El clima húmedo favorecía el crecimiento de
verdes pastos y aquel paisaje lleno de exuberancia natural, enardecía sus
sentimientos de ver mundo. En secreto, cuando nadie le veía, acudía a la
biblioteca donde examinaba los mapas de Tamtasia, aún sabiendo estos no le
servirían para hacerse una idea de adonde dirigirse, solo exaltaba el deseo de
querer conocer a aquellas gentes lejanas y sus costumbres. Se imaginaba a si
mismo por las sendas entablando amistad con variadas personas y estas les
narraban las bondades de sus tierras, con sus conocimientos ocultos y él se
maravillaba de esas historias.
Tanto le gustaba idear esos encuentros que los
terminó creando y luego para darle más verosimilitud, los cantaba. Y su canto
era bueno, su voz resonaba con fuerza y encanto, con timbre ajustado y espíritu
en su letra. Más se guardaba de que su familia le escuchase, no fueran a
negarle ese placer y así en breves salidas a los campos circundantes daba
rienda suelta a su necesidad.
Como otros días se encontraba a la sombra de un
viejo olmo solitario, los grandes bosques quedaban al oeste, lejos de estas
praderas y los árboles eran pocos y muy espaciados. La fuerza del sol del
mediodía le aconsejó quedar allí, hasta que fuese la hora de retornar a casa,
un par de horas de intensa caminata, aunque no le importaba, prefería ese
solaz, lejos de la intensa urbe donde transcurrían las lentas y difusas
jornadas de aburrido trabajo.
Se había llevado un buen trozo de hogaza, queso y
un poco de vino. Holgazaneaba sentado apoyando su espalda en el duro tronco,
ramoneando la comida de poco en poco, mientras pensaba como componer su
siguiente canción. Cuando su mandíbula descansaba tatareando el compás de la
estrofa ideada, las ideas le bullían. Venían a su entendimiento cual ruda cascada
y a duras penas podía contener la creatividad aflorada de esta forma.
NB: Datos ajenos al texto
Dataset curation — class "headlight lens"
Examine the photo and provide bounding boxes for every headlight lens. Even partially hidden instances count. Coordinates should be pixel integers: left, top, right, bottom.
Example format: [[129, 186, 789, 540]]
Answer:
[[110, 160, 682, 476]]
Le entraron unas incontenibles ganas de cantar y
sintiéndose solo, lo hizo. La voz se envolvió de la ligera brisa del mar, cuya
orilla cercana se encontraba, sintiéndose arrastrada por esta y perdiéndose por
el horizonte, en la dirección caprichosa de los golpes de viento.
Se sintió satisfecho, por ello estuvo
esforzándose durante un rato más. El buen día favorecía su estado de ánimo, le
empujaba a dar rienda suelta a su alma reprimida y constituía una agradable
velada para su entender. Ello le daría fuerzas para otra tediosa semana de
insoportable encierro, entre números y cálculos que no le agradaban.
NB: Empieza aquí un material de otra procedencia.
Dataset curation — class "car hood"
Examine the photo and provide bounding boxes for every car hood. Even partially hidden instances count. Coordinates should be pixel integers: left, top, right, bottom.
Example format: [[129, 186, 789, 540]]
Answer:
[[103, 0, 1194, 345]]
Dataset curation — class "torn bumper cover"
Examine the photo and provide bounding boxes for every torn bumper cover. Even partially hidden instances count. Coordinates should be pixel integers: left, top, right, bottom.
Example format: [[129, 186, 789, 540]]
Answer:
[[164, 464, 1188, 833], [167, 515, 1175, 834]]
Cuando acabó las viandas, reconfortó su garganta
luchadora con el último sorbo de buen vino que le quedaba. Era hora de volver a
casa y abandonando su refugio, retomó su paso en dirección a su reprobada subsistencia.
El camino conservaba las rodaderas de las
intensas caravanas que del imperio y otros lugares se llegaban a la conocida
ciudad. Una senda segura, lejos de otras partes donde bandidos y pillastres
aguardaban a los imprudentes para vaciarles de sus posesiones.
Caminaba distraído, apuntando en su libreta de
buen papel, el único lujo además de su comida, con el cual se acompañaba.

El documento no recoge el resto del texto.